For the FACS-based cytotoxicity assay, target cells were harvested, washed twice with RPMI medium without FCS, and resuspended in diluent C (PKH67 Green Fluorescent Cell Linker Mini Kit, Sigma, cat.: MINI67) to a density of 2 × 107/mL. The cell suspension was then mixed with an equal volume of a double-concentrated PKH67-labeling solution (e.g., 1 µL PKH67 in 250 µL diluent C) and incubated for 2 – 5 min at room temperature with periodic mixing according to the manufacturer's instructions. The staining reaction was stopped by adding an equal volume of FCS and incubation for 1 min. After washing the labeled target cells with complete RPMI medium, cells were counted and resuspended to a density of 2 × 105/mL in complete RPMI medium. 2 × 104 target cells were then seeded together with effector cells at the indicated E:T ratio and the indicated antibodies in individual wells of a round-bottomed 96-well microtiter plate in a total volume of 200 µL/well. Spontaneous cell death and killing of targets by effectors in the absence of antibodies were determined in at least 3 replicates on each plate. TandAb-mediated killing was usually determined in duplicates.

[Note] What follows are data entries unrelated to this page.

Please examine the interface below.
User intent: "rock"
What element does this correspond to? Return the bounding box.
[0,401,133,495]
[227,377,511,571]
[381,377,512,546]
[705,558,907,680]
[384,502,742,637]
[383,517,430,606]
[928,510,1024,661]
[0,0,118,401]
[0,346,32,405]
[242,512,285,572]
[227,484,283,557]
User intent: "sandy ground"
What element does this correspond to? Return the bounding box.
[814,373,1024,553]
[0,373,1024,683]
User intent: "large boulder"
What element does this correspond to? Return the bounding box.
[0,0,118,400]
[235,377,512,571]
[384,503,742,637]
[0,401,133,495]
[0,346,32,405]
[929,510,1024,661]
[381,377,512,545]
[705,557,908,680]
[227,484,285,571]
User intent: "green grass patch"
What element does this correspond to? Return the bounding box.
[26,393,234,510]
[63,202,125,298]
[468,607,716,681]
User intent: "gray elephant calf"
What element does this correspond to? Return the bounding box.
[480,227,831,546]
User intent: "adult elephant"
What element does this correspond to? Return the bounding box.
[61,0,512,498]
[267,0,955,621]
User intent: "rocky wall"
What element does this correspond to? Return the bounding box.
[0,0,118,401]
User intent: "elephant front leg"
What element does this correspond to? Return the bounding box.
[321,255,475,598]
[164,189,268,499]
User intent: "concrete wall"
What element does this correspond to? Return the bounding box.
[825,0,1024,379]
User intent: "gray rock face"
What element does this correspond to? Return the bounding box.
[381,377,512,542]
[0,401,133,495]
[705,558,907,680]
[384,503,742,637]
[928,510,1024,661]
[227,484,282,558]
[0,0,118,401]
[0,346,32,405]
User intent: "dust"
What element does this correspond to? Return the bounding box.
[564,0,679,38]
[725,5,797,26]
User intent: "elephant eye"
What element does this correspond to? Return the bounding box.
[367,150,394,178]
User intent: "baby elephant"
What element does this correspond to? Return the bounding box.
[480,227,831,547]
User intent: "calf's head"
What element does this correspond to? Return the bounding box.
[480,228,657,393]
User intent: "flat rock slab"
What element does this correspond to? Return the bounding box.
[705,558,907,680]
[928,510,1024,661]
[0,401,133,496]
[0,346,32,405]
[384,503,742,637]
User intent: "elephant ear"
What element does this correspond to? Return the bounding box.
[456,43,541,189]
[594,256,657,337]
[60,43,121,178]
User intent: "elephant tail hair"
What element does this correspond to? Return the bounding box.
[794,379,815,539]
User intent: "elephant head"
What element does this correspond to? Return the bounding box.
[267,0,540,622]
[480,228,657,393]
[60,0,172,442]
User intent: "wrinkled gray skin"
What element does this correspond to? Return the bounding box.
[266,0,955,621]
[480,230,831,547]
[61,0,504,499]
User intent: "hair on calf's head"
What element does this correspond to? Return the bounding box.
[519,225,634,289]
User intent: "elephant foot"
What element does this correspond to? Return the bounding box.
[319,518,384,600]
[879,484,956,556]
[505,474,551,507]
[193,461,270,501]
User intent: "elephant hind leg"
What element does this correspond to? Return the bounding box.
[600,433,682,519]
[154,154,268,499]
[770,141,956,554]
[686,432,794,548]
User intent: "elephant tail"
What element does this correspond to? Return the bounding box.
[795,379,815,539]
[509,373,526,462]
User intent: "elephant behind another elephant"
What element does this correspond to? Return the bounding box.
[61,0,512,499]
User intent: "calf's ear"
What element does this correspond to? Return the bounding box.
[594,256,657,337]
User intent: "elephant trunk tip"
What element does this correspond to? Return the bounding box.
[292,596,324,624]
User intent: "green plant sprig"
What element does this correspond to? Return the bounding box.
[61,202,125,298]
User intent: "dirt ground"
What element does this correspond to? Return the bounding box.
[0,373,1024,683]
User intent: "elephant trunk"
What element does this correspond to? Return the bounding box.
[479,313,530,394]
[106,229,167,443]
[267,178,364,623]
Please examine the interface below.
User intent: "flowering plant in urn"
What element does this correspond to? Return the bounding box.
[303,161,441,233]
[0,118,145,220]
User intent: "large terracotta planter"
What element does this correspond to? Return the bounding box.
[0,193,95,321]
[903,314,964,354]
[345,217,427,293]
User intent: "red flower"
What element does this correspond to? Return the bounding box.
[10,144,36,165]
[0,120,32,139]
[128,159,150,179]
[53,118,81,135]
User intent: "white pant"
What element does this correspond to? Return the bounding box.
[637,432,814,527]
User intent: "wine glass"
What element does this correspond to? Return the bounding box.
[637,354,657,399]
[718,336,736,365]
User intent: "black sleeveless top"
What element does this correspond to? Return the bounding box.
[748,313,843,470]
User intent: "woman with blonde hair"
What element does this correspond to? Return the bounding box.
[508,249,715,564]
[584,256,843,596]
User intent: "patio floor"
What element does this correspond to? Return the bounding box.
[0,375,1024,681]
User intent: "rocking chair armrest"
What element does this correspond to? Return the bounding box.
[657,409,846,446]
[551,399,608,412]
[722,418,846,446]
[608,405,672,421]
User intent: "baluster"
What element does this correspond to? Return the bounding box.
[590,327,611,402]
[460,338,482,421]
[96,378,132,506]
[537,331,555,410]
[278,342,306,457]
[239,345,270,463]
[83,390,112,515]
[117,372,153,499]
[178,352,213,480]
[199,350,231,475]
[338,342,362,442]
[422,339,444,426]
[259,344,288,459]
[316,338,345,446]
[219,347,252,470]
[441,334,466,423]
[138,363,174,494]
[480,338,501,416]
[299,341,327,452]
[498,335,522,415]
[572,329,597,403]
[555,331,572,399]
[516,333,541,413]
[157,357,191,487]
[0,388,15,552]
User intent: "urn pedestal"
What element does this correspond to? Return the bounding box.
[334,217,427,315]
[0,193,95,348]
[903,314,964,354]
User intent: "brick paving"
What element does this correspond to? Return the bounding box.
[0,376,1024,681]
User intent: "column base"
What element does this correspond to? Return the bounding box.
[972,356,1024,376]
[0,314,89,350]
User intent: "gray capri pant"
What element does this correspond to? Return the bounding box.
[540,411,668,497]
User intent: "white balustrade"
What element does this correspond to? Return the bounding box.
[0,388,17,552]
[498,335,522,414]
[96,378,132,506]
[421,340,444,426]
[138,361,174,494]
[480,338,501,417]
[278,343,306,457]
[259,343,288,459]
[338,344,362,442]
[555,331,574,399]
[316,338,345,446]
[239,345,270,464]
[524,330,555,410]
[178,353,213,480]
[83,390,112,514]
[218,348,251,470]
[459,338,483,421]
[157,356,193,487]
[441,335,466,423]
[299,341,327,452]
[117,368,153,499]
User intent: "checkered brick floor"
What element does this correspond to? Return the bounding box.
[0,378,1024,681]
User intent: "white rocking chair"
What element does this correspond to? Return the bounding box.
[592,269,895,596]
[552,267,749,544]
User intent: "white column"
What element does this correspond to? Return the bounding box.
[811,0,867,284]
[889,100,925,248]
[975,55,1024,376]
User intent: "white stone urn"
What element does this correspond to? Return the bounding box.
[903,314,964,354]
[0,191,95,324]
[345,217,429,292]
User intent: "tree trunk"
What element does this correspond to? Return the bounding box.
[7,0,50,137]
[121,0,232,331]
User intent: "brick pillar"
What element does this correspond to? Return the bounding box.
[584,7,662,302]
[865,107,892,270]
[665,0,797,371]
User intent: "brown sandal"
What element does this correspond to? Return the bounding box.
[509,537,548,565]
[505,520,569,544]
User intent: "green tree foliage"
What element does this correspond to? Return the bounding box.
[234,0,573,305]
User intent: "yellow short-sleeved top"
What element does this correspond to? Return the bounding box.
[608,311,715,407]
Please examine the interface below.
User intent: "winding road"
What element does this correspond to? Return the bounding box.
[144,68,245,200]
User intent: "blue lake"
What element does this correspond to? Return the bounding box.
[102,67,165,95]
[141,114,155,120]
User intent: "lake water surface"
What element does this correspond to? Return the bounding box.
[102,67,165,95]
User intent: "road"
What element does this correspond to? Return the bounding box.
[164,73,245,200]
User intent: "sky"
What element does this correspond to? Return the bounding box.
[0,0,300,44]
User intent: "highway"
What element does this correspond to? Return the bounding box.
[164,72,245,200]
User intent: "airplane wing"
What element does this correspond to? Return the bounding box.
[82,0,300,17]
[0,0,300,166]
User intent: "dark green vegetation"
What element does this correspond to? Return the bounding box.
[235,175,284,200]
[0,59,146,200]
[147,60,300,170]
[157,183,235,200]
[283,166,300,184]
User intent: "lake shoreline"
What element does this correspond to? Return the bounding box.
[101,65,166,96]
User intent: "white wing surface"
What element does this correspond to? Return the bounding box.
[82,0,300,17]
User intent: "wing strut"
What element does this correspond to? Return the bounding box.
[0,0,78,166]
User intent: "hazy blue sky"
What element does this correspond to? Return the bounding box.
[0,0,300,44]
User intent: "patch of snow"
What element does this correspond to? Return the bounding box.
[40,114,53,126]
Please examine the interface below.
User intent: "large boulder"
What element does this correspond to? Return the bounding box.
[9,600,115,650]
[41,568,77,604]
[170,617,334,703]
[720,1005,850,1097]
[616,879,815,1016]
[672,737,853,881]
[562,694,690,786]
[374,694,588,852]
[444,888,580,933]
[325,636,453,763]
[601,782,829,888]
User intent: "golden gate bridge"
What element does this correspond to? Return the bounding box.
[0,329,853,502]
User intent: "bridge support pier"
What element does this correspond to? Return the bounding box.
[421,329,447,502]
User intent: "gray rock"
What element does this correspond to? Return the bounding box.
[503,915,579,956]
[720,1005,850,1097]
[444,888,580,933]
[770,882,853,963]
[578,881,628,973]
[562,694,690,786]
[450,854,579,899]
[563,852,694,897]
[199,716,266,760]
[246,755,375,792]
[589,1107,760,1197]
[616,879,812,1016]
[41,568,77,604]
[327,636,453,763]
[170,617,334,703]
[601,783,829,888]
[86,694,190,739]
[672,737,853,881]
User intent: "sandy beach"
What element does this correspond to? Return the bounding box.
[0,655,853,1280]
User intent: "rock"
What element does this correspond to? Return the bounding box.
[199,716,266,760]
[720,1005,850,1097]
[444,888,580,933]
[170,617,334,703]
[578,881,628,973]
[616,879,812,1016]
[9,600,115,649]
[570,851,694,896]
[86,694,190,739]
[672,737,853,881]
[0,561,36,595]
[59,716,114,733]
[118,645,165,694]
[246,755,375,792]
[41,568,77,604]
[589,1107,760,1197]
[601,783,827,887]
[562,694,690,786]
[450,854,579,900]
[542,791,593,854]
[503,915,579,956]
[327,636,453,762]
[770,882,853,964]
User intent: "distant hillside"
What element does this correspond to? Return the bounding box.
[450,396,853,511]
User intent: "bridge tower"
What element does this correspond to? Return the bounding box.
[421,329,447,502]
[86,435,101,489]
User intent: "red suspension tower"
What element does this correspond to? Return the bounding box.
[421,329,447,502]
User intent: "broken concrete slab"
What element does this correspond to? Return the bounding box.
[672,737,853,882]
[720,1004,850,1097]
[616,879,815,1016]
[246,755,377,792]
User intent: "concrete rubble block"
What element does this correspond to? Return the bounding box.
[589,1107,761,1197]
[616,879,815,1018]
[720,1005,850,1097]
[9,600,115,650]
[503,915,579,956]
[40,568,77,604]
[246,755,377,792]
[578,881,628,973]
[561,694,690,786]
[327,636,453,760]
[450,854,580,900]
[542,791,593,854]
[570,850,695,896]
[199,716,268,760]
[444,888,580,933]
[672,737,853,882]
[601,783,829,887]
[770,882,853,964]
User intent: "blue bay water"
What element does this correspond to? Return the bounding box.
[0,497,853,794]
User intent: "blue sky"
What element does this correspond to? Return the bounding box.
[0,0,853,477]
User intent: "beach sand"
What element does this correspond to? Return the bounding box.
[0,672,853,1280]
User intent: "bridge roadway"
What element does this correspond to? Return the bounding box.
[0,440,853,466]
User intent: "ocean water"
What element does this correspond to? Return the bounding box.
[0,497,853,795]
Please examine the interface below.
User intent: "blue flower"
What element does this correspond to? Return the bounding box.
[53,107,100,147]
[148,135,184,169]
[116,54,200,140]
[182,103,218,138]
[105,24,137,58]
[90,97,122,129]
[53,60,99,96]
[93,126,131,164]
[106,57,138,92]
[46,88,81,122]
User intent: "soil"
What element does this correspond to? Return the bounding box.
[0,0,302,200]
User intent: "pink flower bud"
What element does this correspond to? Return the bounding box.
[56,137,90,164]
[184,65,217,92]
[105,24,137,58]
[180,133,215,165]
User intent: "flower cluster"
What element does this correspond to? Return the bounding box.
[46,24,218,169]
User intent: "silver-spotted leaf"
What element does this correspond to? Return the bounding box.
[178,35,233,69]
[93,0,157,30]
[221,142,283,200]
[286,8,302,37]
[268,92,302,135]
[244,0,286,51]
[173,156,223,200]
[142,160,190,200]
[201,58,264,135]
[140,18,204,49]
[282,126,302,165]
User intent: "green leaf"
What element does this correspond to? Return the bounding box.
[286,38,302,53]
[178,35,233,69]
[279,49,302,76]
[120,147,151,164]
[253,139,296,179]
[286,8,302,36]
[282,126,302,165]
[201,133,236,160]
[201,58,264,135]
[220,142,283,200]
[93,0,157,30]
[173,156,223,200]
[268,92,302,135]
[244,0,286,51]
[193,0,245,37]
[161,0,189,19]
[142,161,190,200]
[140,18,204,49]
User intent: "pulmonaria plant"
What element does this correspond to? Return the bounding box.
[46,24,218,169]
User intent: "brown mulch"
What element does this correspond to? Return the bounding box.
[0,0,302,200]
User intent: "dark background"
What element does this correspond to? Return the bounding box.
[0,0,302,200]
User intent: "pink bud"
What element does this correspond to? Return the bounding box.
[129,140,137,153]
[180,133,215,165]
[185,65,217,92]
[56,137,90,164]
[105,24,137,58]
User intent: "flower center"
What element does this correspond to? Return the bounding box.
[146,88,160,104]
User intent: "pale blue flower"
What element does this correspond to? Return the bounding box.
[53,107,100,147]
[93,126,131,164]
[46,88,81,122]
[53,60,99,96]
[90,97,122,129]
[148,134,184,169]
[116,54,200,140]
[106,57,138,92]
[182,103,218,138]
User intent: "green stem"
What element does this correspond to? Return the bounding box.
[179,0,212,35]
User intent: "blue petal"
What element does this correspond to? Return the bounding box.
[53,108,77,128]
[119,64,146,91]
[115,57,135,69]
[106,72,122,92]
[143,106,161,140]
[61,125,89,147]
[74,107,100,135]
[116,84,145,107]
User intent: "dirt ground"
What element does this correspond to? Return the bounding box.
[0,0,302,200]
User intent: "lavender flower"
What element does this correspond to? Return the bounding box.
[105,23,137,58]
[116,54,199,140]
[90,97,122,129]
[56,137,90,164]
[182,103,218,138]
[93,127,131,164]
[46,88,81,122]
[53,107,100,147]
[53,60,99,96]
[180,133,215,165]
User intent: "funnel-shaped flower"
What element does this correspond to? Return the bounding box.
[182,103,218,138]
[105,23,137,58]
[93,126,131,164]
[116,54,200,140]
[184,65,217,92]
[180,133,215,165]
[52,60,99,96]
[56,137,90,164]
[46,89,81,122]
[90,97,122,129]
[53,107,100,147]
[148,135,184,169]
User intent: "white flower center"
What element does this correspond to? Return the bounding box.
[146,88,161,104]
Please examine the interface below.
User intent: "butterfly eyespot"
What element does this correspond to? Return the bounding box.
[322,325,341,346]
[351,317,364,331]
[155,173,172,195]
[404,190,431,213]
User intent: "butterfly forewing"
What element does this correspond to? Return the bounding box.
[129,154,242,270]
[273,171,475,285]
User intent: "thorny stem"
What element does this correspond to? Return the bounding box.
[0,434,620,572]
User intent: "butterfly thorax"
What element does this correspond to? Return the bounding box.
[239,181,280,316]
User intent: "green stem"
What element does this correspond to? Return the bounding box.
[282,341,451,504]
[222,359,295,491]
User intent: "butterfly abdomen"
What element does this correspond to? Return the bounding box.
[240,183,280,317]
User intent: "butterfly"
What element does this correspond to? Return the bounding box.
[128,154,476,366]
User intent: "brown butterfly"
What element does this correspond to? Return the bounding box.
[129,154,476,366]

After centrifugation for 2 min at 200 × g at room temperature, the assay plates were incubated for the indicated periods of time at 37°C in a humidified atmosphere with 5% CO2. After incubation, cultures were washed once with FACS buffer and then resuspended in 150 µL FACS buffer supplemented with 2 µg/mL PI. The absolute number of living target cells, characterized as positive for green PKH67 staining but negative for PI staining, was quantified using a Beckman-Coulter FC500 MPL flow cytometer (Beckman-Coulter).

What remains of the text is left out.